BLBG: Dollar May Fall to 92.50 Yen, Charts Show, Forecast's Ng Says
By Stanley White
Nov. 21 (Bloomberg) -- The dollar may fall to 92.50 yen today, according to its price chart, said Pak Lai Ng, a technical analyst at Forecast Singapore Pte.
The so-called support level is near the bottom line of a trend channel that tracks the dollar's decline from a two-week high of 100.55 yen on Nov. 4, Ng said. The U.S. currency is poised to extend a 3.5 percent loss this month as it failed to rise above the 20-day moving average, he said. Support is a level where buy orders may be clustered.

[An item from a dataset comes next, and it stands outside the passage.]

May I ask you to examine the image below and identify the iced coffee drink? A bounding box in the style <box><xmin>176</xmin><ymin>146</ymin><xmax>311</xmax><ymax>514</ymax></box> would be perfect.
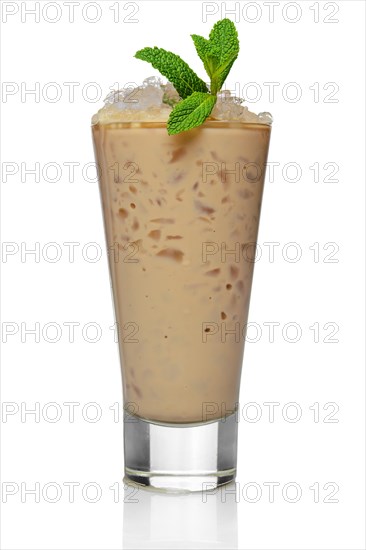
<box><xmin>92</xmin><ymin>18</ymin><xmax>272</xmax><ymax>491</ymax></box>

``This doesn't look good for the dollar,'' Ng said. ``The downtrend is still very clear. I thought there was a chance for a bounce in the dollar back to 100 yen. It simply failed to retain any gains.''
The dollar traded at 94.99 yen at 2:49 p.m. in Tokyo from 93.69 late yesterday in New York, on course for a third weekly decline. The currency's 20-day moving average is 97.06 yen, according to data compiled by Bloomberg.
Should the dollar break below first support at 92.50 yen, it would then fall to a 13-year low of 90.93 yen reached on Oct. 24, Ng said.
A trend channel is two parallel lines; one connecting the currency's highs and the other passing through the lows.
In technical analysis investors and analysts study charts of trading patterns and prices to forecast price changes in a security, commodity, currency or index.